With this mornings GDP release, a revision to 2.9% from 2.5% for 2nd quarter growth, the bulls have strengthened their case. Nothing stops the resilient U.S. economy from chugging along at it's potential of about 3 %, and along with it, corporate profits and stocks.

A weaker housing market, well it's only 6-7% of the economy anyway. Weaker year over year auto sales, well we are really a service oriented economy now anyway. The industrial side has shriveled to about 15% and autos are a fraction of that. Higher interest rates, the Fed has paused and the interest rate cycle has peaked, and bond yields are falling. In addition, that bugaboo, oil prices, have also peaked and are falling, now below $70, adding support to consumer spending.

A potential Democratic victory, taking the House and Senate, well that's too far away to worry about. Inflation worries, the Fed has told us it will moderate as the year progresses, not to worry. A soft landing is in the cards, haven't you heard. That's why the market as acted so well even in the face of bad news, and the latest GDP proves it.

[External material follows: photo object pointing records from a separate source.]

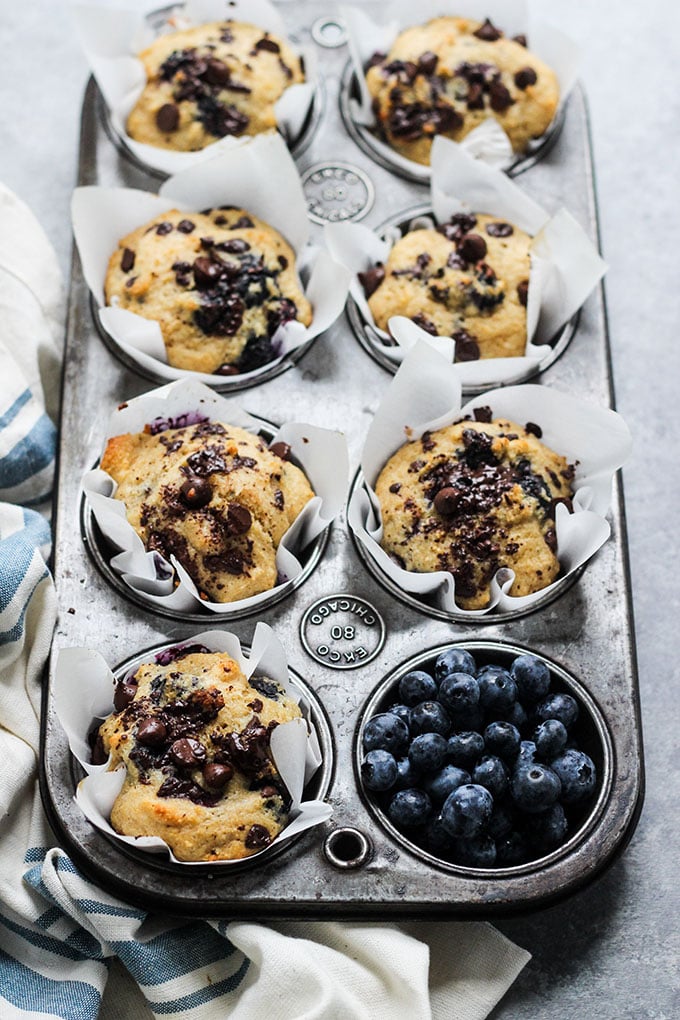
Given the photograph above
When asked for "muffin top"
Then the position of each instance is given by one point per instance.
(450, 75)
(218, 283)
(468, 278)
(193, 734)
(472, 498)
(211, 81)
(214, 497)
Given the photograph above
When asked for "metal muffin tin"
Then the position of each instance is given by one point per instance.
(352, 866)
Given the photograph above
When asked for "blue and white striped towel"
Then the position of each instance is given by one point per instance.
(68, 950)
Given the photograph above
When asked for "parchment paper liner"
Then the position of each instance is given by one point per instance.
(488, 142)
(424, 396)
(84, 687)
(321, 453)
(262, 179)
(111, 38)
(565, 264)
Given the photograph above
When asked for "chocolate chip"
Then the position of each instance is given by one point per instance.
(525, 77)
(488, 32)
(499, 97)
(447, 501)
(217, 775)
(427, 62)
(196, 493)
(472, 247)
(257, 837)
(187, 752)
(281, 450)
(500, 230)
(167, 117)
(127, 260)
(124, 694)
(371, 279)
(467, 348)
(206, 272)
(152, 732)
(267, 44)
(239, 519)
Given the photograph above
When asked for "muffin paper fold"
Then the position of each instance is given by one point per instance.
(565, 265)
(321, 453)
(112, 37)
(425, 396)
(84, 686)
(260, 177)
(488, 142)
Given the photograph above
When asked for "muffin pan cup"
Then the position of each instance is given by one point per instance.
(351, 866)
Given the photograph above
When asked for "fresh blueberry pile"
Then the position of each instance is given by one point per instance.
(479, 765)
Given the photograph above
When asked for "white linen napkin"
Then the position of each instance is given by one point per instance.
(61, 937)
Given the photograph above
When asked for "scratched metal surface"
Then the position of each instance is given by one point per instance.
(587, 630)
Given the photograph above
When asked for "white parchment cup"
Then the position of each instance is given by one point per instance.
(112, 37)
(84, 687)
(488, 142)
(565, 264)
(424, 396)
(321, 454)
(260, 177)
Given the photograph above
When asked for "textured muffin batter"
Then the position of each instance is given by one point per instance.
(211, 81)
(468, 278)
(193, 734)
(472, 498)
(450, 75)
(219, 284)
(212, 495)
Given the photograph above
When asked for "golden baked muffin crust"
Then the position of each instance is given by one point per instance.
(193, 734)
(450, 75)
(212, 495)
(218, 283)
(472, 498)
(211, 81)
(468, 278)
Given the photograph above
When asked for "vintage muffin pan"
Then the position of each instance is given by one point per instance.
(352, 865)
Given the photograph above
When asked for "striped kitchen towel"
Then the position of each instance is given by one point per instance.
(67, 949)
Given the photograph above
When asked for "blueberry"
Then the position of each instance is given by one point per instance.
(427, 752)
(535, 787)
(385, 732)
(416, 686)
(465, 748)
(459, 693)
(577, 774)
(532, 677)
(454, 660)
(491, 773)
(429, 717)
(477, 852)
(378, 770)
(443, 782)
(503, 738)
(466, 812)
(551, 738)
(498, 691)
(409, 808)
(558, 706)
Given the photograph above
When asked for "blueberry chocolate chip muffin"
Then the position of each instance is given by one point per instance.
(449, 75)
(211, 495)
(218, 283)
(193, 733)
(211, 81)
(472, 498)
(468, 278)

In addition, we have valuations at levels not seen in years, robust corporate share buybacks, and M&A activity being propelled by bigger and bigger pools of private equity. WMT sales were at the high end of forecasts, last months retail sales were better than expected and auto sales were over 17 million units.

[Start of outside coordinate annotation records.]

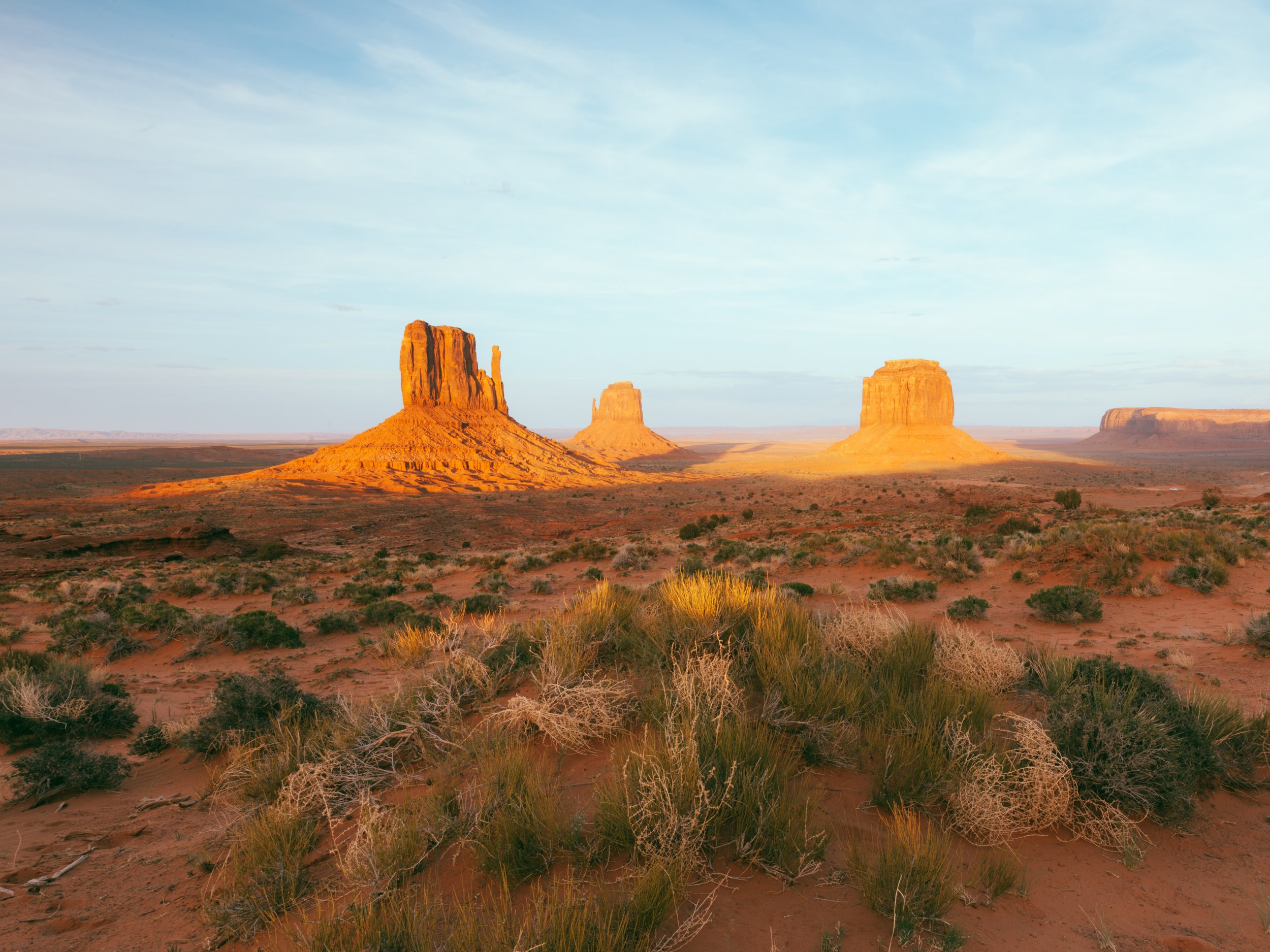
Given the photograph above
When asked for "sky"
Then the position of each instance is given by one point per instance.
(219, 216)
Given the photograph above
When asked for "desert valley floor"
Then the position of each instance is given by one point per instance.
(72, 523)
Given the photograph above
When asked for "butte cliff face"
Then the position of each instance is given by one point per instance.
(454, 433)
(906, 422)
(618, 432)
(1172, 428)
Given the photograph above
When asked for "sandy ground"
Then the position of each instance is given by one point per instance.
(140, 887)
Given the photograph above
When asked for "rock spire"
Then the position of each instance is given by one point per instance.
(440, 369)
(618, 432)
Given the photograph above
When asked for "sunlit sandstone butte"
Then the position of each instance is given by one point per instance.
(1172, 428)
(906, 422)
(453, 435)
(618, 431)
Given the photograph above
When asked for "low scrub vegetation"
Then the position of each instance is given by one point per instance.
(902, 589)
(1071, 605)
(64, 767)
(719, 694)
(49, 699)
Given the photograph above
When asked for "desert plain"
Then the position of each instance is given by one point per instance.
(136, 559)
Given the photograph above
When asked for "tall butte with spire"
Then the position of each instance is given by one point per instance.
(454, 433)
(906, 420)
(618, 432)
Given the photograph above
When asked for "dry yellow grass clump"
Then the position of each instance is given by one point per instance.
(966, 659)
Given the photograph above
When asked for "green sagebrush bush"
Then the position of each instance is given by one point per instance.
(245, 705)
(64, 767)
(1072, 605)
(261, 629)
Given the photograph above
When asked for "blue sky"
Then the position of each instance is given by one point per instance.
(219, 216)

Technically, we are breaking out to new highs, and sentiment as a contrary indicator is as bearish as we've seen in sometime, close to where we have seen big rallies in the past.

So if I were a bull I'd say, put that in your pipe and smoke it.

Sunday, August 20, 2006

THE BEGINNING OF THE END

Could this be the end of another Fed is done rally? This Fed is done rally has been a little different from the rest. If you recall the initial spike after the Fed announcement was transitory. They did pause, but their words did not indicate that they would stay paused. It was not until the release of the PPI and CPI which were weaker and gave credence to the idea that they would stay paused that the market really took flight.

Why might then this be the beginning of the end? Well, one reason is that volume has been pretty tepid throughout this rally. Secondly, the consumer confidence figures released by the University of Michigan were weak again, around the levels of the last recession. Finally, the Ford production cuts to levels not seen since the 80's are pretty ominous.

In the short run, liquidity and sentiment rule. In the long run sales,production,inflation i.e. fundamentals determine sentiment. Homes are not selling, autos are not selling, inventories are piling up. The growth rate of retail sales are slowing. When Ford says they are going to cut production 20% for the rest of the year, it is not a transitory event. Just like high oil prices it will have slow but grinding effect on the economy.

How about this. The rally was propelled by a CPI a tenth of one percent lower than expected. A large drop in car prices was a big factor. Ford cut it's price on the Expedition SUV $4,000. It cut prices because sales for SUV's are falling off a cliff. Have we got the cart before the horse?